Hirsch Barenblat inhabited what Primo Levi famously called the gray zone. Levi recognized that when we think about the Nazi period we feel the need to take sides and separate evil from good. But the impossible strain that human nature suffered during the Shoah (and in other, similarly extreme situations) means that the clear oppositions between innocence and guilt on which any civilian legal system is constructed cannot adequately cover morally compromised people like Barenblat, whose role as victims is inseparable from their role in helping the perpetrators.

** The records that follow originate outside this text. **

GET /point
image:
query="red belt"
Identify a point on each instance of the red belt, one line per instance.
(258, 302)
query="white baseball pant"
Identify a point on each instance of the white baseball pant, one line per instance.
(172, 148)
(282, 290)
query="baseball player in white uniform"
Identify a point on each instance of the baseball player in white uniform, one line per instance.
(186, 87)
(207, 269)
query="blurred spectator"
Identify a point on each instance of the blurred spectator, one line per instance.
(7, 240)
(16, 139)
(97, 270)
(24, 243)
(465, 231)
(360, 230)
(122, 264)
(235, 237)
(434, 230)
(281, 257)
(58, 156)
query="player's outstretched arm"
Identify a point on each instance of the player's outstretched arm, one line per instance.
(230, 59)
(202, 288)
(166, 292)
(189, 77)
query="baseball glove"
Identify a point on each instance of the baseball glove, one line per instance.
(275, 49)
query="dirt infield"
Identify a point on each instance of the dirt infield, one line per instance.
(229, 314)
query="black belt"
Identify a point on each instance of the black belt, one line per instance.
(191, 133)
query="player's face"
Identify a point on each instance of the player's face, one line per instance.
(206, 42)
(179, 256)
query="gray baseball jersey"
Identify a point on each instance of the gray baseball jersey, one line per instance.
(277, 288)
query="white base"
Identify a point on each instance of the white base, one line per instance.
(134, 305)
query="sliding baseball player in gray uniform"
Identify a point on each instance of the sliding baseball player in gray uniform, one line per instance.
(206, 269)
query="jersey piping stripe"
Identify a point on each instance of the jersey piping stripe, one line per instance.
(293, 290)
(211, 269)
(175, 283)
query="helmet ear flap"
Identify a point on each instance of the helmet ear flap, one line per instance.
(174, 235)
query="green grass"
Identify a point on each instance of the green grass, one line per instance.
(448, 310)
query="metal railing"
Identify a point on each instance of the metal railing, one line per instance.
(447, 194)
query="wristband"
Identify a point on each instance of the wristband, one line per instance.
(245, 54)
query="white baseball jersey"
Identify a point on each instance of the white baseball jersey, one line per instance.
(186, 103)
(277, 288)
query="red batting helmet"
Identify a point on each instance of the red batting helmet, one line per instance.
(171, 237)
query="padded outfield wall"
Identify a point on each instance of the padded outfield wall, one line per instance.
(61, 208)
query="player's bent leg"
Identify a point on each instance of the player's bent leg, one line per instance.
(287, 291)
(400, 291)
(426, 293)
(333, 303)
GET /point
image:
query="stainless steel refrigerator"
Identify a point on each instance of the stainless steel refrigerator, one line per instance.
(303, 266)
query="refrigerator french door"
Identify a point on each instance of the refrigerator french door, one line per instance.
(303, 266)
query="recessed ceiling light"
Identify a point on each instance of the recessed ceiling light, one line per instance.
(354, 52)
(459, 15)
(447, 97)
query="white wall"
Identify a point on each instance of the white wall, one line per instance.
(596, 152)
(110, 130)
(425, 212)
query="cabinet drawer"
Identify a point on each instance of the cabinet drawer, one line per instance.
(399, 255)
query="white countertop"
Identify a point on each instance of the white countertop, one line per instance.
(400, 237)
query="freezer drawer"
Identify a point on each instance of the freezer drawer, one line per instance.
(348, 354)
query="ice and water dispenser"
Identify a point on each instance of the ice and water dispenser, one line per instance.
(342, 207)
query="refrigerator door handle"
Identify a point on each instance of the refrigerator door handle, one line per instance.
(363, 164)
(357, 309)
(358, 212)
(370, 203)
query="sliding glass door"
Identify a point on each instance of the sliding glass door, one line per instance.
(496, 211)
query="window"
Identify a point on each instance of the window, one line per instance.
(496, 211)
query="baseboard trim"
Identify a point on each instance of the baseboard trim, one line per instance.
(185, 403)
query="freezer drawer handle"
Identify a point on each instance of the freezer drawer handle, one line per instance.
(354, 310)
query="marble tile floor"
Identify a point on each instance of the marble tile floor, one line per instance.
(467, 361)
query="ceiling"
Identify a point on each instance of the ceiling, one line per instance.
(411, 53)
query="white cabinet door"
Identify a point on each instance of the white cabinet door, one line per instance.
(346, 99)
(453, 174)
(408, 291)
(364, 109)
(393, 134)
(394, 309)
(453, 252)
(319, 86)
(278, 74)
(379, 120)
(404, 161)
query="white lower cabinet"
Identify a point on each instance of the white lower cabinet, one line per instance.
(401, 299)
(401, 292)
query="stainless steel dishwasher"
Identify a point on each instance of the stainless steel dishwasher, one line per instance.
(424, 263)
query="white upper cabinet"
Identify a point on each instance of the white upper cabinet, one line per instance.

In his stunning 1954 poem “Yom hazikaron—vehamordim” (Memorial Day—and Day of the Rebels), Nathan Alterman depicts the heroes of the Warsaw Ghetto Uprising blending in with the masses of Jewish dead. Alterman’s resistance fighters want the reader to admire “Jewish fathers who said, ‘the underground will bring a catastrophe upon us,’” along with the most tragic case of all, “that boy or girl … who left behind nothing but a small white sock.”
Heroism comes in varied forms, the poet argues. But there are also those who fell short and must be excluded from the collective lament. Porat remarks that Alterman elsewhere described some collaborators as mere “beasts of prey.” “There are acts and occurrences that a sane human being must not ‘understand,’” Alterman wrote. Jewish kapos, Judenrat members and Jewish policemen were not on the side of the Nazis. But the cruel and heartless among them must still be judged, if not in a court of law then in their exclusion from our collective mourning.